The noise yanked her back into enough reality to be disturbingly aware of Alan kneeling before her and glaring hard at something golden fastened in the sheet just below the wound.
The kilt pin.
“Dunstan.” Alan snarled the name like it was the vilest of curses.
He snarled it just as its owner happened to be lumbering out of the keep in an absolute idiocy of bravado. Dunstan had tidied himself up a bit and decided, apparently, that if he acted as though nothing had occurred, no one would be the wiser. He was that stupid. Or that drunk. Or both.
“Aye, cousin?” He staggered toward the cluster of people like a big, smelly, unknowing lamb on its way to the slaughter.
Though “slaughter” was perhaps too pleasant a term for what it might have been if two men hadn’t leapt on Alan to hold him back.
And then two more.
And two more…
In the end, it took seven hearty Highlanders several long, hellish moments to drag their laird to the ground. Even then an extra one was needed to keep him there. That one was Uncle Angus.

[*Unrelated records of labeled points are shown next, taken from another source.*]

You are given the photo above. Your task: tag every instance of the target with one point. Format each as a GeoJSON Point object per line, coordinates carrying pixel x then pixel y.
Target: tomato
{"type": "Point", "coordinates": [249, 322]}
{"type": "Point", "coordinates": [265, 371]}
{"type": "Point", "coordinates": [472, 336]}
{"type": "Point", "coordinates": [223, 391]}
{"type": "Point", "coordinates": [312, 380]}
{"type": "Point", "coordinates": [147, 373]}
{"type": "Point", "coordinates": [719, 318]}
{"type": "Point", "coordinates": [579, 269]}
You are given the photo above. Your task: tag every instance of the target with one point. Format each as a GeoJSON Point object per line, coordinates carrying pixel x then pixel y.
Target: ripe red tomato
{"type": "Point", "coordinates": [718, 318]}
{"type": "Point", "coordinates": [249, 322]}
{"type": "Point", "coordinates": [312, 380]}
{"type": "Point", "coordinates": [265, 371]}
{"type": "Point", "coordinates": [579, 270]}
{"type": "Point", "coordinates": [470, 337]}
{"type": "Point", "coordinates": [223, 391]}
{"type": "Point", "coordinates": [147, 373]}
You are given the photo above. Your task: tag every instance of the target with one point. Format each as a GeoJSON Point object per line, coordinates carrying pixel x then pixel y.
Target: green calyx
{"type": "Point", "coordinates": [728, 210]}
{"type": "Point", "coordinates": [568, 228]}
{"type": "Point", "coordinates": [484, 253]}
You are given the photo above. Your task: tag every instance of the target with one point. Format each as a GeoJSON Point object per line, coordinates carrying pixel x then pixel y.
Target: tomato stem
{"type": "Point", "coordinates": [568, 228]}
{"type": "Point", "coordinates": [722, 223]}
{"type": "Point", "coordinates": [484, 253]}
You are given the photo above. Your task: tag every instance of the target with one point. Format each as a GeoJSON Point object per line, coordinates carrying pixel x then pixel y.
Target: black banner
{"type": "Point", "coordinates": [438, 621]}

“Hold, lad— Hold!” he bellowed, doing a powerful bit of holding, himself, with a heavy hand buried in Alan’s hair. “If he’s guilty, Dunstan will be duly punished. But by MacAllister law, nay by yours!”
Straining furiously against the kilted tonnage pinning him to the damp earth, Alan gave a solitary, inhuman cry of defiance. It ripped through the great courtyard like the scream of a wounded
panther, almost shattering the walls and hitting Tabitha with the force of a bullwhip. In the dazed, dizzy state of her shock, she felt, suddenly, like she was reliving something—some ghastly, heartrending experience. But she couldn’t remember what. She only knew it was something that had happened right where she was then, in the castle’s inner yard, and that somehow she’d heard that cry before.
“Even the laird canna change this! D’ye understand me, lad?”
Tabitha heard Angus’s question and Alan’s answering snarl of “Aye” as if the voices came from another world. She stumbled through the next moments like she was barely in them, like the whole thing was some weird, wavering masque, and she was simultaneously one of the players and one of the spectators.
Dunstan was led forward, mumbling some sullen, fretful nonsense about her being a witch and cursing him with her evil eye. Which Mary parried with “No, you idiot, I’m the witch, and if you don’t shut up, I’ll turn you into something worse than the disgusting toad you already are!” He had ended by accepting his fate stoically, however, not even trying to argue most of the accusations Tabitha had been required to state in front of all.
That had been the eeriest part, having to stand and recite what he’d done while that sea of curious eyes splashed over her—that and Dunstan’s abrupt rousing to deny the part about the cat. His wounds were from her, he had insisted. She’d fought him like a cat, that was all. Even in her haze, Tabitha found that unnerving. Why should he lie about the cat of all things?
“That’s not true! I was in no position to fight, that’s why he got as far as he did.” Foggy and fuming, she’d tried to make someone believe that. Good heavens, they were all staring at her like she’d just sprouted whiskers and pointed ears.
“Forget it, honey. What difference does it make? You must have been so frightened, you didn’t realize everything that was happening.” Mary guided her back to the bench. “All right, you vultures, the show is over,” she declared. “Shoot that oaf, hang him, chop his head off, or whatever you do with mad dogs and get it over with, so Tabitha can be tended to and rest!”